I am a writer and literature professor, teaching literature and creative writing at Calvin University, where I have been on the faculty since 1996. Born and bred in the Reformed tradition, I’ve been unable to resist writing four books about theological topics: beware the writer doing theology without a license. My most recent book is Refugia Faith: Seeking Hidden Shelters, Ordinary Wonders, and the Healing of the Earth (Fortress, 2022). Besides the books, I’ve written well over two hundred essays for the RJ blog as well as numerous articles, poems, and reviews in popular and scholarly contexts. I have a B.A. from the University of Michigan (Go Blue!) and a M.A. and Ph.D. from Rutgers. I am married to Rev. Dr. Ron Rienstra, and together we have three grown children. Besides reading and writing, I love classical music, science fiction, fussing in the yard, hiking, and teaching myself useful skills like plant identification and—maybe someday—drywall repair.

9 Comments

  • Tom Eggebeen says:

    Thoughtful piece … thanks … and since I live in LA, where lots of “homeless” people live, everywhere they congregation, they build a “dwelling,” a roof over their head, a place to call “my own” … it’s in our DNA. And, you’re right about those who say, “pick up and leave” to those who live in dangerous zones: only the comfortable with some degree of power can say that, and, then, upon closer examination, how many of them have picked up and left under duress? Money makes all that easier, and for those without much money, moving isn’t an option. Not to mention, roots, family nearby, and all the things of home.

  • Ann Schenkel says:

    “Our souls are restless till they rest in thee.”

  • Daniel J Meeter says:

    Marvelous. Is it in Ezekiel? “Here is the place of the souls of my feet.”

  • Thomas Boogaart says:

    Debra,
    Almost all of these references in the Old Testament to dwelling in the house of God also include sitting at the table of God, around which we feast as the children of God. God’s house is our home. Tabernacle and temple are rich themes in the OT but we in the Reformed tradition with our iconoclastic predisposition often overlook them.

    Tom

    • Debra K Rienstra says:

      Oh thanks, Tom! I was just thinking of that today. I was thinking about how we don’t really feast when we’re camping, right? We feast in our settled places. How does that line up with biblical themes?

  • Scott Hoezee says:

    Great stuff, Deb. Thanks! You mention a favorite verse in Colossians 3:16. The verb translated “let dwell” (as in “let the Word dwell in you”) is a grammatical oddity: it is a 3rd person imperative. Think of that grammatically. Imperatives are reserved for the 2nd person. Even hortatory of the “let us” variety needs to be 1st person. But how can you command a 3rd person? It won’t translate but seems to be Paul’s uber-emphatic way of conveying the utter necessity for God’s Word to DWELL in us, to get DEEP into us. Thanks for the reminder.

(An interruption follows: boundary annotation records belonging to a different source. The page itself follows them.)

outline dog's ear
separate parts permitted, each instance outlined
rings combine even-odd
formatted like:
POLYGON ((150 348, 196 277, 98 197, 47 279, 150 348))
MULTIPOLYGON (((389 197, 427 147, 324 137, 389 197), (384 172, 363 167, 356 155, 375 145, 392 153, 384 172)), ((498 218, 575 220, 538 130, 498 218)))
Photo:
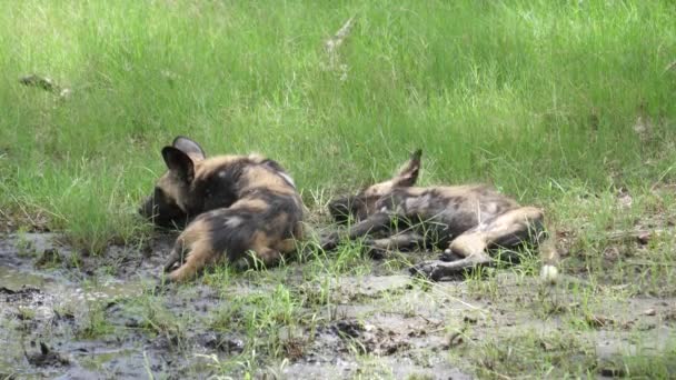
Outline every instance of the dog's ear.
POLYGON ((167 168, 175 172, 185 182, 191 182, 195 178, 195 163, 188 153, 175 147, 162 148, 162 158, 167 168))
POLYGON ((202 150, 202 147, 200 147, 199 143, 183 136, 179 136, 173 139, 171 146, 182 151, 183 153, 190 156, 193 160, 203 160, 207 157, 207 154, 205 154, 205 151, 202 150))
POLYGON ((417 149, 410 154, 410 159, 400 169, 397 176, 394 178, 394 186, 397 187, 411 187, 416 184, 418 174, 420 173, 420 158, 422 157, 422 149, 417 149))

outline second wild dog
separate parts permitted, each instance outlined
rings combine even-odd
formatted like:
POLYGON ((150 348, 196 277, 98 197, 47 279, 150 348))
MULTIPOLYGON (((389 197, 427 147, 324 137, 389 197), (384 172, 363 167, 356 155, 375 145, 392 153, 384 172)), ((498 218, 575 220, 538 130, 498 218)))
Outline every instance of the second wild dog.
MULTIPOLYGON (((376 252, 448 247, 440 260, 411 268, 411 273, 433 280, 491 264, 495 259, 488 251, 497 248, 536 247, 545 240, 541 210, 521 207, 488 186, 415 187, 421 154, 421 150, 414 152, 394 178, 329 203, 336 221, 356 220, 347 239, 368 237, 366 246, 376 252)), ((321 247, 334 249, 339 238, 339 233, 331 233, 322 239, 321 247)), ((541 276, 555 281, 556 250, 547 246, 541 251, 541 276)))

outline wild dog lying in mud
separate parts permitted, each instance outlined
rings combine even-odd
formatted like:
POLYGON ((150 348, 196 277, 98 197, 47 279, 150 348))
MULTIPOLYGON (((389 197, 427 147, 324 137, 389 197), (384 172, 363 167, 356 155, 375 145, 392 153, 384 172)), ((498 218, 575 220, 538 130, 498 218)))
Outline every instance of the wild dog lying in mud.
MULTIPOLYGON (((433 280, 495 263, 489 254, 498 248, 539 246, 546 238, 543 211, 521 207, 514 199, 484 184, 414 187, 420 171, 421 150, 412 153, 390 180, 370 186, 357 196, 331 201, 329 212, 337 222, 356 220, 347 231, 355 240, 367 237, 371 252, 419 247, 448 247, 440 260, 421 262, 410 269, 433 280)), ((340 234, 321 240, 334 249, 340 234)), ((557 254, 543 247, 541 277, 555 281, 557 254)))
POLYGON ((279 163, 258 154, 206 158, 183 137, 165 147, 162 157, 168 171, 139 212, 159 226, 193 218, 165 266, 170 280, 190 279, 223 259, 235 263, 246 257, 270 266, 296 249, 302 203, 279 163))

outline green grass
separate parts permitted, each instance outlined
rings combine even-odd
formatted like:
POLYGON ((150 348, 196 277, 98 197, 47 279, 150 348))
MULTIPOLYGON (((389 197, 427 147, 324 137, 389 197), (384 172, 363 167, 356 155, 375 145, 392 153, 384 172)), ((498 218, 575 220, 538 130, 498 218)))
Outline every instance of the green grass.
MULTIPOLYGON (((630 302, 676 297, 676 69, 666 70, 676 61, 673 1, 26 0, 6 8, 0 228, 9 223, 20 237, 60 231, 93 253, 113 242, 140 247, 151 229, 136 209, 163 171, 160 149, 177 134, 209 154, 278 160, 302 191, 311 227, 334 193, 387 178, 416 148, 424 149, 421 184, 486 181, 546 209, 570 277, 556 289, 534 283, 539 262, 528 258, 457 288, 414 280, 406 291, 354 294, 340 280, 375 270, 356 242, 269 271, 216 268, 198 280, 219 298, 203 318, 178 313, 172 294, 126 303, 139 329, 181 347, 195 330, 241 337, 240 354, 202 358, 217 374, 281 368, 314 343, 314 333, 296 333, 339 320, 338 306, 359 304, 359 318, 386 310, 415 323, 420 308, 450 306, 438 329, 461 326, 464 342, 448 360, 478 377, 595 376, 606 368, 596 333, 623 342, 636 333, 640 346, 650 338, 627 324, 645 317, 630 302), (325 41, 350 17, 355 26, 331 61, 325 41), (29 73, 72 94, 22 87, 18 79, 29 73), (639 121, 646 132, 635 131, 639 121), (653 236, 646 243, 617 237, 634 230, 653 236), (612 323, 599 327, 598 317, 612 323)), ((377 270, 401 273, 418 259, 394 256, 377 270)), ((190 287, 176 291, 185 297, 190 287)), ((107 318, 102 303, 88 304, 77 337, 123 330, 107 318)), ((667 378, 669 344, 662 353, 617 353, 613 368, 667 378)), ((356 378, 395 377, 382 358, 354 351, 356 378)))
POLYGON ((422 183, 490 181, 544 204, 668 182, 675 14, 668 1, 22 1, 0 17, 0 208, 95 251, 133 238, 179 133, 278 159, 308 202, 416 147, 422 183), (324 41, 351 16, 341 79, 324 41), (21 87, 28 73, 72 96, 21 87))

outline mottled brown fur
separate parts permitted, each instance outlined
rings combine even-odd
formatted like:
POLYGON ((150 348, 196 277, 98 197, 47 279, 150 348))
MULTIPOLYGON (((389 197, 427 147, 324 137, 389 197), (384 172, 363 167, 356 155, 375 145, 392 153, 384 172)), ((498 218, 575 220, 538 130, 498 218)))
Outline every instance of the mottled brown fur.
POLYGON ((162 156, 168 171, 140 212, 160 226, 191 220, 165 266, 170 280, 188 280, 221 260, 238 262, 247 252, 270 266, 295 250, 302 203, 277 162, 259 154, 206 158, 181 137, 162 156))
MULTIPOLYGON (((491 249, 538 246, 544 240, 541 210, 521 207, 488 186, 414 187, 420 157, 421 151, 416 151, 392 179, 329 203, 337 221, 356 219, 346 233, 348 239, 368 236, 366 244, 378 254, 391 249, 447 247, 441 260, 411 269, 434 280, 491 264, 494 259, 487 253, 491 249)), ((339 238, 331 233, 322 239, 322 248, 335 248, 339 238)), ((543 276, 548 271, 547 276, 555 277, 556 251, 543 253, 543 276)))

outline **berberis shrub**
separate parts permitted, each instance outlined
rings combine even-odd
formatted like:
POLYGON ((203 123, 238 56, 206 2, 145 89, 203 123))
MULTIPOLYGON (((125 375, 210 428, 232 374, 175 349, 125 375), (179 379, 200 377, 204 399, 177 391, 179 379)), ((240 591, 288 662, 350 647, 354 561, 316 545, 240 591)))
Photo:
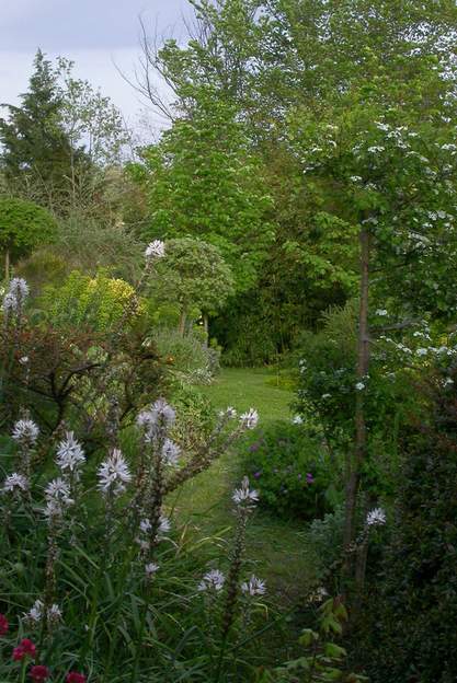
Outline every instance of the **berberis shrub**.
POLYGON ((262 505, 282 516, 313 519, 332 509, 330 455, 304 425, 275 422, 242 443, 243 466, 262 505))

    • Debra K Rienstra says:

      Awesome. Thank you for this insight. I was hoping that the real language scholars out there would weigh in, so thank you!

  • Thank you. I love histories of words, and you’ve endeared this word to me in a new way.

  • Henry Baron says:

    Thanks, Deb!
    You enriched for me the final line of a favorite Psalm: Änd I will dwell in the house of the Lord forever.
    Our true and final Home we’ve been longing for.